According to 451 Research's Differentiation & Vendor Selection 2018, 86% of telcos, MSPs, systems integrators, MSPs, colos and SaaS providers are currently partnering with the largest of public cloud providers. This is a major shift from 7-10 years ago, when service providers were in a race to provide compute- and storage-based services for the lowest price. Without the buying power of the hyperscalers, and having such headwinds as legacy support systems, operations and sales focus, many providers that attempted to compete with AWS, Microsoft Azure and Google on price have since exited the market. Over the last three to five years, service providers tried to differentiate with their regional footprints, data sovereignty expertise, and other compliance-based or application expertise. As the hyperscalers spent billions on geographic expansion and the development of more products and services, the value propositions for these tier two and three service providers eventually became obsolete. These service providers have turned to a strategy that embraces the hyperscalers as a partner and for the services behind the service.

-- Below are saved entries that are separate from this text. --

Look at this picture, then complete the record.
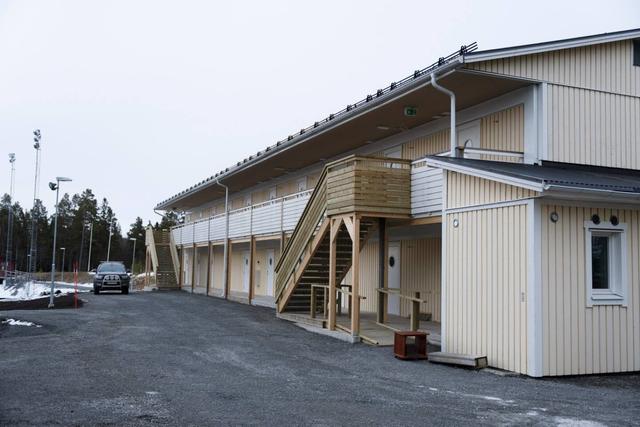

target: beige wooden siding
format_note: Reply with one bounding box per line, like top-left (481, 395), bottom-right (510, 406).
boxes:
top-left (445, 204), bottom-right (529, 374)
top-left (540, 204), bottom-right (640, 375)
top-left (210, 245), bottom-right (224, 291)
top-left (446, 171), bottom-right (539, 209)
top-left (348, 237), bottom-right (441, 322)
top-left (402, 129), bottom-right (449, 160)
top-left (547, 84), bottom-right (640, 169)
top-left (193, 246), bottom-right (208, 294)
top-left (480, 104), bottom-right (524, 162)
top-left (400, 238), bottom-right (441, 321)
top-left (466, 40), bottom-right (640, 96)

Differentiation & Vendor Selection 2018
Hyperscaler under the hood
The largest public cloud providers are churning out new products and services at a breakneck pace. Their smaller competitors are unable to keep up, so they have changed tactics by building products and services that incorporate the hyperscalers' own capabilities. For example, rather than trying to duplicate the functionality, 38% of service providers are integrating AWS, Microsoft Azure, Google and IBM's machine learning and artificial intelligence functions into their own offerings. This is being done to offer ML as a service and related service catalogs, in addition to incorporating AI/ML functions into their customer-care and operational use cases. This same premise applies to functions as a service (aka serverless). Rather than build their own, 36% of service providers are using AWS Lambda functions and related services from other hyperscalers under the hood of their own customer-facing applications.
Hyperscaler hybrid solutions
451 Research's Cloud, Hosting & Managed Services, Vendor Evaluations 2018 indicates that 55% of enterprises globally are moving toward a hybrid IT environment that leverages both on-premises systems and off-premises cloud/hosted resources in an integrated fashion. The percentage is even higher for larger enterprises.

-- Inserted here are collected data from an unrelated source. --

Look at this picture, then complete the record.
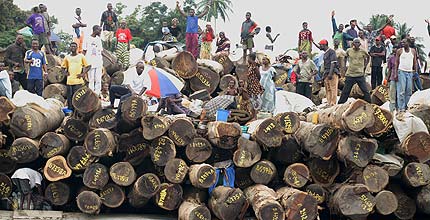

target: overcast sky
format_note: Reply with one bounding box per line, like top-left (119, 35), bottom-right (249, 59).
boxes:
top-left (14, 0), bottom-right (430, 57)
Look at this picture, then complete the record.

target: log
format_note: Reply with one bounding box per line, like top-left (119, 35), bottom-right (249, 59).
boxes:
top-left (62, 117), bottom-right (89, 142)
top-left (409, 104), bottom-right (430, 131)
top-left (119, 129), bottom-right (150, 166)
top-left (172, 51), bottom-right (198, 79)
top-left (46, 54), bottom-right (61, 68)
top-left (39, 132), bottom-right (71, 159)
top-left (244, 184), bottom-right (285, 220)
top-left (350, 82), bottom-right (371, 99)
top-left (250, 160), bottom-right (277, 185)
top-left (235, 168), bottom-right (254, 189)
top-left (189, 164), bottom-right (217, 189)
top-left (252, 118), bottom-right (284, 148)
top-left (207, 121), bottom-right (242, 149)
top-left (141, 115), bottom-right (170, 141)
top-left (219, 74), bottom-right (237, 91)
top-left (275, 112), bottom-right (301, 134)
top-left (110, 71), bottom-right (124, 86)
top-left (168, 118), bottom-right (196, 147)
top-left (186, 137), bottom-right (213, 163)
top-left (44, 182), bottom-right (70, 206)
top-left (89, 108), bottom-right (118, 130)
top-left (416, 184), bottom-right (430, 214)
top-left (393, 191), bottom-right (416, 220)
top-left (375, 190), bottom-right (398, 215)
top-left (11, 99), bottom-right (65, 138)
top-left (76, 191), bottom-right (102, 214)
top-left (337, 135), bottom-right (378, 167)
top-left (109, 162), bottom-right (136, 187)
top-left (267, 135), bottom-right (302, 165)
top-left (43, 155), bottom-right (72, 182)
top-left (234, 64), bottom-right (248, 82)
top-left (295, 122), bottom-right (339, 160)
top-left (371, 85), bottom-right (390, 105)
top-left (150, 136), bottom-right (177, 167)
top-left (100, 183), bottom-right (125, 208)
top-left (213, 54), bottom-right (234, 75)
top-left (400, 131), bottom-right (430, 163)
top-left (102, 49), bottom-right (121, 75)
top-left (364, 104), bottom-right (393, 137)
top-left (233, 137), bottom-right (261, 168)
top-left (102, 72), bottom-right (111, 84)
top-left (208, 186), bottom-right (247, 220)
top-left (119, 95), bottom-right (147, 128)
top-left (0, 149), bottom-right (16, 174)
top-left (277, 187), bottom-right (318, 220)
top-left (0, 173), bottom-right (12, 198)
top-left (0, 97), bottom-right (16, 123)
top-left (128, 192), bottom-right (150, 208)
top-left (307, 157), bottom-right (339, 186)
top-left (402, 162), bottom-right (430, 187)
top-left (372, 153), bottom-right (404, 177)
top-left (72, 86), bottom-right (101, 114)
top-left (9, 137), bottom-right (39, 163)
top-left (131, 173), bottom-right (161, 198)
top-left (164, 158), bottom-right (189, 184)
top-left (84, 128), bottom-right (117, 157)
top-left (305, 184), bottom-right (327, 204)
top-left (42, 83), bottom-right (67, 102)
top-left (331, 184), bottom-right (376, 219)
top-left (155, 183), bottom-right (183, 211)
top-left (309, 99), bottom-right (375, 132)
top-left (83, 163), bottom-right (109, 190)
top-left (178, 201), bottom-right (212, 220)
top-left (283, 163), bottom-right (310, 188)
top-left (359, 165), bottom-right (389, 193)
top-left (47, 66), bottom-right (67, 84)
top-left (189, 67), bottom-right (220, 94)
top-left (66, 145), bottom-right (97, 171)
top-left (150, 57), bottom-right (171, 69)
top-left (273, 67), bottom-right (289, 87)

Besides the examples above about incorporating hyperscaler capabilities into their own applications, the once-competing service providers have accepted that the largest public cloud providers are a preferred destination for some enterprise workloads and data. As such, 41% of service providers have established network connectivity from their own datacenters to the hyperscaler datacenters. Many are also building and buying the software to offer hybrid cloud and multi-cloud management. By offering enterprises a one-stop shop to orchestrate and manage compute and storage resources for on-premises, hosted services, as well as network access to a variety of public cloud venues, service providers remain relevant for enterprise digital transformation opportunities.

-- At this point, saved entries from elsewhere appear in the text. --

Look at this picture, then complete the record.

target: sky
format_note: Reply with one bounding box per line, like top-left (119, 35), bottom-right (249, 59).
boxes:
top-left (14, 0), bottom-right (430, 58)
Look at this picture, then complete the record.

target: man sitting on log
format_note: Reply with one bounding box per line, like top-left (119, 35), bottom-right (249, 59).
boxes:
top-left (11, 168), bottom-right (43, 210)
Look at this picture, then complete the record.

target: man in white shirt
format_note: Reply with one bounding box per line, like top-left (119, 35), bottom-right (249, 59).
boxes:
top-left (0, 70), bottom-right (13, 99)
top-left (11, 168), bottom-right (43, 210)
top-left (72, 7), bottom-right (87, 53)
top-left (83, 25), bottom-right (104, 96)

Rackspace (with its acquisition of Datapipe) recognized an opportunity to provide enterprises with the management services for AWS, Microsoft Azure and Google Cloud, rather than trying to compete head-to-head for IaaS. Many other service providers have adopted a similar strategy. According to our research, 41% of service providers are also offering managed public cloud services.
While it is one thing to offer the managed services, it is another to actually make the necessary investment to succeed. As such, 42% of all service providers are planning to increase headcount for third-party cloud management, while only 11% are expecting a decrease in these teams over the next 12 months. These moves allow enterprises to focus on their core business without having to train limited staff on the various hyperscaler management consoles and pricing options.
We expect that more service providers will incorporate additional hyperscaler services into their own products – for example, security functions, container services and data analytics. Additionally, IBM, Oracle and Alibaba will be partnership targets for the MSPs, telcos, SIs and SaaS providers looking to diversify their portfolios on a global basis and for specialized workloads – more hyperscalers as a service.